Small-cap and micro-cap universes show the strongest marginal contribution from attention signals. In these names, institutional research coverage is sparse, market makers are less informed, and retail flows are proportionally larger relative to total volume. Attention signals add less incremental information to large-cap names that are already covered by hundreds of analysts and priced continuously by algorithmic market-makers.

Backtesting discipline and overfitting risk

Attention signals are particularly vulnerable to overfitting because they are high-dimensional — every combination of window length, normalization method, lag, and event filter is a separate model — and because the historical returns associated with them are noisy enough that spurious patterns survive in-sample. The standard remedies apply with extra urgency here.

Strict out-of-sample testing means selecting model parameters on a training window and evaluating performance on a subsequent, non-overlapping test window. Walk-forward validation — where the model is re-estimated at each point in time using only data available up to that point — is more realistic than a single train-test split and better approximates live trading conditions. If the out-of-sample Sharpe ratio is materially lower than the in-sample figure, the model is overfit; the magnitude of the gap matters.
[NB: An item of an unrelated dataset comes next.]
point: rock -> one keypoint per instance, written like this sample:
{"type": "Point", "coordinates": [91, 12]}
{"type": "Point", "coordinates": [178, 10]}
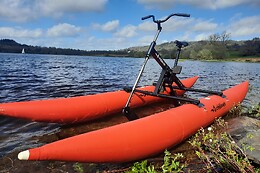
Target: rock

Multiple-testing correction is essential when comparing across many signal variants. Running 50 feature combinations and selecting the best-performing one produces an expected best-in-sample Sharpe that substantially overstates true expected performance. A conservative approach is to apply a Bonferroni correction or use a family-wise error rate framework; a practical approach is to pre-register the exact feature specification before looking at results on the test window. Either way, the number of independent tests must be tracked and reported honestly.

Transaction costs in the names where attention signals are most powerful — small caps with wide spreads — are also highest. A signal that appears profitable at zero cost may be entirely consumed by realized bid-ask spread, market impact, and borrowing costs for short legs. Costs must be modeled at realistic executed-price levels, not mid-quote, and must scale with position size rather than being applied as a flat percentage.

The combination of genuine data discipline, entity resolution, and out-of-sample validation narrows the universe of attention-based strategies considerably. What remains is still a real and usable signal — particularly in event windows and small-cap universes — but it requires treating the data with the same rigor applied to any other factor, without the shortcut of assuming that behavioral intuition translates directly into alpha.